I have been feeling rather unsettled lately and I could not put my finger on exactly why. I know part of the reason is that I am waiting to move so am in a transitionary period, but today after talking to my sister in law and reading a few cool new blogs I discovered such as Little Eco Footprints I realised just how much of my life seems to be on hold ‘until we move’ which may not be for another 12 months (I am hoping no more than 6, but realistically it could be more like 12).
I want things like a vegetable garden, fruit trees, chickens and a solar cooker, all of which I have been putting off until we move. If I am not moving for 12 months, there is no reason for me not to have a vegetable garden. I could plant some fruit trees in large pots. I can make and use a solar cooker now, nothing is stopping me.
I also realised we have not been on a family holiday or day trip for some time. We have moved here and have been so focused on the renovations and getting back to Canberra, that everything else seems to have slipped by the wayside.
We were discussing the other night how we need more of a routine here to be able to juggle my studies, my blog, my book, my husband’s work, me finding work and hubby staying home, family activities, date nights and fun stuff for the kids.
I realised that our life has been passing us by and we need to be living more of it. Yes, we really want the renovations done and I need to study and do things for my book and that, but if we were using our time better and planning things better we wouldn’t feel so overwhelmed with everything.
Part of this thinking was bought about by a thread I read in a forum today about sex education at a school and with 8 year old boys.
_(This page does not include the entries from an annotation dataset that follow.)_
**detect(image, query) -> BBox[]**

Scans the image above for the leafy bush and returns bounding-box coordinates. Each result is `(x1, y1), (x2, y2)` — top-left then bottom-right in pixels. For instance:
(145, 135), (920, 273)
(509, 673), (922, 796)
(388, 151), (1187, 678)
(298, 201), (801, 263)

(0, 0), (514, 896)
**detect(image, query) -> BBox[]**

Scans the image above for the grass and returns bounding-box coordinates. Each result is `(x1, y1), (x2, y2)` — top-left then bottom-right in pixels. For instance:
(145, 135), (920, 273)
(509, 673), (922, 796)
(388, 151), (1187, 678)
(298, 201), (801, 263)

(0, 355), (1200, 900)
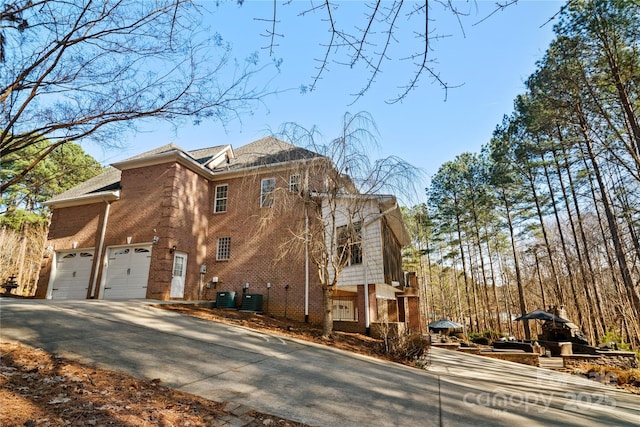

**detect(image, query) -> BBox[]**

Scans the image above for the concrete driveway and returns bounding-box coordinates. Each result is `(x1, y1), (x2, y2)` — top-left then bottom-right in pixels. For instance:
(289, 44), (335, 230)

(0, 298), (640, 427)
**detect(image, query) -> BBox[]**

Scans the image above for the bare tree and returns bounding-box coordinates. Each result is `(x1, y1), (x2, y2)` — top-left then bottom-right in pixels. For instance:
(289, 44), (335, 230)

(0, 0), (265, 191)
(279, 112), (422, 338)
(249, 0), (524, 103)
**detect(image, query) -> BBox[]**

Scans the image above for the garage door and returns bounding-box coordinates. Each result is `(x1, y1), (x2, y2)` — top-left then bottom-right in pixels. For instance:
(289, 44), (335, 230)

I was not impressed with what the teachers were teaching and it just made me more determined to home school.
Really, I do not know if I can handle homeschooling. I am not a mum who loves being at home with her kids. I do love my kids, but I find being here day in day out hard. But after events of today, I realised I just need to change my attitude, change my routine and start enjoying my kids more. I want to be able to home school them and for all of us to enjoy it. Frankly, all stories I have heard about schools lately have me petrified about sending my kids to one.
I dream of traveling with my kids and letting them experience what we are learning about. I want them to not just read about things in books, but to go to the places and experience the food, the lifestyles, everything. I want them to have a passion for learning and life.
I am a real traveler. I love it and had I not married young would have spent years as a back packer quite happily. That was not to be. Instead I married an awesome guy who happens to have lots of international connections and has hooked us up better than I could ever have imagined when traveling.
I realised tonight, we need a family holiday! And I am not talking a visit to see family. I am talking going somewhere for a few days or a week and just relaxing. Preferably near a beach...
Its not really in our budget right now, so I will be looking into what frugal options we have.